Он пытался бороться, отгоняя воспоминания, – он же с таким успехом справлялся с этим долгие годы.
Он отвернулся, чтобы избежать любопытных глаз оператора, и подошел к окну, оставшись один на один с городом и ослепительным небом над ним. Глаза его были полны слез, он оперся руками о стену и прислонился лицом к стеклу. И словно в зеркале, увидел свое отражение. Сколько уже он не смотрел на себя в зеркало
Перед ним был одинокий, слабый человек, раздираемый противоречиями. Человек, стоявший на краю пропасти, убитый горем и стыдом. Человек, постоянно борющийся с самим собой. Это была беспощадная борьба против личного врага: любезного терапевта – этакого «идеального зятя», вполне подходившего самому себе, – которого он создал по кусочкам, безупречное совершенство, принесшее ему богатство и славу и в конце концов разрушившее его, полностью подчинив себе его жизнь.
Он закрыл глаза и почувствовал, как слезы текут по щекам. Это было странно, потому что в последнее время он плакал, только напившись. Возможно, никогда еще он не чувствовал себя таким уязвимым, словно внутри прорвалась плотина, выпуская все чувства на свободу. Никто не может жить, постоянно контролируя себя и не поддаваясь никаким эмо циям.
Он все время ощущал за спиной присутствие оператора, и это мешало полностью отдаться своему горю. Почему этот тип все никак не выйдет из ком наты?
Итан готов был уже повернуться и крикнуть, чтобы тот убирался, но боялся, что голос сорвется.

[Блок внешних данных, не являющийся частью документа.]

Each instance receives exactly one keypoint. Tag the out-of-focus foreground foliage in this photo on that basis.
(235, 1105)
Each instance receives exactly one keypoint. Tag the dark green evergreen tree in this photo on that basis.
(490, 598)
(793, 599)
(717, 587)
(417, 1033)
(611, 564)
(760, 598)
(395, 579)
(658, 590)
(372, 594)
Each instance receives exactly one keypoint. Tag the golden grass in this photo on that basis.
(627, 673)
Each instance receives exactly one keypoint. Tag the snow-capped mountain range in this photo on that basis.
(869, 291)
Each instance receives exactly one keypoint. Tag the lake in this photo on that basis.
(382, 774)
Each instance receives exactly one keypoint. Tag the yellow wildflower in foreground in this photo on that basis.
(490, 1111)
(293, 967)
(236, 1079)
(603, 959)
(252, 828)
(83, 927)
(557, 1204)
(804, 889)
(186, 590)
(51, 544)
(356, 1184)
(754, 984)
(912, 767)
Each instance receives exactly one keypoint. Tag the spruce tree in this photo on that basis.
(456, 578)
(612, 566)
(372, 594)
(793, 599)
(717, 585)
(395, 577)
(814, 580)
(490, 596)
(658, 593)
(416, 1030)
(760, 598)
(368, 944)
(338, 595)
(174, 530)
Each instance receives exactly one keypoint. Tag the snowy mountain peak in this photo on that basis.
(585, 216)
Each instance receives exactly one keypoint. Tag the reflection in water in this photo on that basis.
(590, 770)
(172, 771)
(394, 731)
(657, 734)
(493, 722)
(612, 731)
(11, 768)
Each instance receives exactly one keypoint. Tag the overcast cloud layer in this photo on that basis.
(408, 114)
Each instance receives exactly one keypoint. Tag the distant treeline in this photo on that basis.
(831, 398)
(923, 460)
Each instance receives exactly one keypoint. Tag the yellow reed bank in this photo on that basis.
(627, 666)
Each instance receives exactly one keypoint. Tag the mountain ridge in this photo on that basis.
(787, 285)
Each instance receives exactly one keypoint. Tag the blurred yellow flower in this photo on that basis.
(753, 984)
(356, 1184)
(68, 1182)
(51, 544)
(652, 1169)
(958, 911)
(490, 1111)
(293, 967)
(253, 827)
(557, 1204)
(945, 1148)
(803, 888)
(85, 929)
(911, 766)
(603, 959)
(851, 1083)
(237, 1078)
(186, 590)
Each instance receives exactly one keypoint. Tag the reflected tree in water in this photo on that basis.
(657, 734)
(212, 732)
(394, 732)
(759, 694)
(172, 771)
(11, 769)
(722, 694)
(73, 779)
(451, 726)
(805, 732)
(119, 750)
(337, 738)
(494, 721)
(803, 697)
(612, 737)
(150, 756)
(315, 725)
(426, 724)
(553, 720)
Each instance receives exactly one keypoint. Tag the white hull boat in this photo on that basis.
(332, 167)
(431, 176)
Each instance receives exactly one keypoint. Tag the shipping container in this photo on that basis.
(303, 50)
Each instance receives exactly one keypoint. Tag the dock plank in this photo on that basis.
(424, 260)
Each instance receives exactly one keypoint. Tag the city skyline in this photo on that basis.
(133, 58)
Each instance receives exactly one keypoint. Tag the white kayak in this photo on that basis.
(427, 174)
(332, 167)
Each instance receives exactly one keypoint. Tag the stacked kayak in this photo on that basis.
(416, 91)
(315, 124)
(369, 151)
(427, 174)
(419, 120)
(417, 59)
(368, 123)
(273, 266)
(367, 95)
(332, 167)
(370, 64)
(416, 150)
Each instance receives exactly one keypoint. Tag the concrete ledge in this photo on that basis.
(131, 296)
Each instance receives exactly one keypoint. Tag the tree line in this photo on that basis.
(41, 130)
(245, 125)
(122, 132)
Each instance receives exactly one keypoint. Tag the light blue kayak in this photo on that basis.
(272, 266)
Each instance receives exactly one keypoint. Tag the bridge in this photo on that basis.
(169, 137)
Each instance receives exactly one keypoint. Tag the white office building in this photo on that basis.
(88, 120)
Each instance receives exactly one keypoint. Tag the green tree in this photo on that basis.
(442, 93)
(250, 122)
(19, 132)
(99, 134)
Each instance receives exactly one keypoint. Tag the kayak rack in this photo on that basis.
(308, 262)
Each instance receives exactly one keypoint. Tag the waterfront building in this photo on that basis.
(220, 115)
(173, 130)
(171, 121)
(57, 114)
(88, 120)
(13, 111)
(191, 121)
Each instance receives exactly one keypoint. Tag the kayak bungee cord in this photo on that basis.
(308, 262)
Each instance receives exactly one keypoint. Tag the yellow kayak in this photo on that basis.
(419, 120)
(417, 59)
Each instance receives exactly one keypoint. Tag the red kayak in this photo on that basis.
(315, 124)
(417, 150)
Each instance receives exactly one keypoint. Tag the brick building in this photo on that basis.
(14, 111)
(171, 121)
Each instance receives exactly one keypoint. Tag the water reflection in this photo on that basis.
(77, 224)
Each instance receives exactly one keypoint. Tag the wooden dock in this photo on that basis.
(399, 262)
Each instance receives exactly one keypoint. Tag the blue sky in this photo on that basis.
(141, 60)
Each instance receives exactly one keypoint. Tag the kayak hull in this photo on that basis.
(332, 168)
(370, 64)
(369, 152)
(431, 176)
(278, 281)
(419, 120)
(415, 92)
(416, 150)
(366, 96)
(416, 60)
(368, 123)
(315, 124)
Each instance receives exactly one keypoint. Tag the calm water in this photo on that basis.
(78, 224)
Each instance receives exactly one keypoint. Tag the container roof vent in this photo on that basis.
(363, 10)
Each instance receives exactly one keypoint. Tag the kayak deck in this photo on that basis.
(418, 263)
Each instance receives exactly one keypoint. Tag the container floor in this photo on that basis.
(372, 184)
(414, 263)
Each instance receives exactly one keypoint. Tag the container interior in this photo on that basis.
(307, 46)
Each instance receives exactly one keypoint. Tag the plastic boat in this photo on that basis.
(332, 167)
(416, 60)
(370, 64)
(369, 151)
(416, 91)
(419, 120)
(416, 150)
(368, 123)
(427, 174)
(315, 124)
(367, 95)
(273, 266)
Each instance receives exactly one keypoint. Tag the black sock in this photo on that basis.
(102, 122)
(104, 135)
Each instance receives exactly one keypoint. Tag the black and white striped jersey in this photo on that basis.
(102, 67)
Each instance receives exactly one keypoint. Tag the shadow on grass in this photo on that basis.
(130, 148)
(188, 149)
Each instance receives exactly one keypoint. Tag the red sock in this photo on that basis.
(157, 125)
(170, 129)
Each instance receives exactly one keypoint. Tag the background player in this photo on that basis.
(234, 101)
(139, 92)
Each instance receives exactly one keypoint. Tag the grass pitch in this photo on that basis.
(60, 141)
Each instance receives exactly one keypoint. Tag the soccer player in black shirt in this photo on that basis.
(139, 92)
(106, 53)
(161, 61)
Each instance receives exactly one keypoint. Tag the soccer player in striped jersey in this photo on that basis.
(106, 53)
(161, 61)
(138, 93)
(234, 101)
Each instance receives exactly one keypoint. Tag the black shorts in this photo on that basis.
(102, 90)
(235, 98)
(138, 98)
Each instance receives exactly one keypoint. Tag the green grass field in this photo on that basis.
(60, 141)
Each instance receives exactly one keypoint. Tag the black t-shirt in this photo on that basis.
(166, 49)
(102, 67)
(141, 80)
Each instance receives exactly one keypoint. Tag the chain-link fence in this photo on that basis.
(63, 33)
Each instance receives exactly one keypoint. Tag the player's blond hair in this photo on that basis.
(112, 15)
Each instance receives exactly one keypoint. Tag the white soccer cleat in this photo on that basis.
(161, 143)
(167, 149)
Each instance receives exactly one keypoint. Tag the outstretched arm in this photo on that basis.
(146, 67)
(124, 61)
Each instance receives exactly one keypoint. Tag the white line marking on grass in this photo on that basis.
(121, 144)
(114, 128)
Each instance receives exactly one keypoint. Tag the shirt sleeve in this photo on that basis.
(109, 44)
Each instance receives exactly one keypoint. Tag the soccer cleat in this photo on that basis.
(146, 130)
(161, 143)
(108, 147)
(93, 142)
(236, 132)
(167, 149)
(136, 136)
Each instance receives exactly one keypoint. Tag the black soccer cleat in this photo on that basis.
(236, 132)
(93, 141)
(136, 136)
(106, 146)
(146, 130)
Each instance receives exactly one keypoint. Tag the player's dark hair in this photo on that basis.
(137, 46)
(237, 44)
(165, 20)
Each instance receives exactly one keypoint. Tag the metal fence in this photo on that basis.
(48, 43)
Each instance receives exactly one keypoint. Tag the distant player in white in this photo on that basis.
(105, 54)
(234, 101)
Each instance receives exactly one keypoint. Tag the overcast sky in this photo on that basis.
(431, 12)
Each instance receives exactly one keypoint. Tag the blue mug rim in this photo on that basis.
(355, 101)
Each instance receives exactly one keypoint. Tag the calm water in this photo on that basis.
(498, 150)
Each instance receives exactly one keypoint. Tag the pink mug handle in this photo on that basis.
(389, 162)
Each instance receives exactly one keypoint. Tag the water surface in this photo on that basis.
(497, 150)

Единственное, чего ему сейчас хотелось, так это остаться одному, совершенно одному. Задернуть занавески и напиться до полусмерти. Погрузиться в мир иллюзий, промыть мозг водкой, этим временным пропуском в призрачные дали, в легкую счастливую жизнь, где Селин все еще любит его, в искусственный рай, где люди не спят в коробках, где на улицах не взрывают машины, где ледники не тают со скоростью света и где слово «рак» – просто название одного из знаков Зодиака.
Всего несколько миллиметров сейчас отделяло его лицо от стеклянной стены, последней защиты от пустоты. Он посмотрел вниз. Картина была захватывающая, перед ним открывался вид на Ист-ривер и Саут-стрит-сипорт, морской порт Манхэттена. Огромные яхты, пришвартованные вдоль пирса, были отчетливо видны на фоне стальных столбов и готических колонн Бруклинского моста.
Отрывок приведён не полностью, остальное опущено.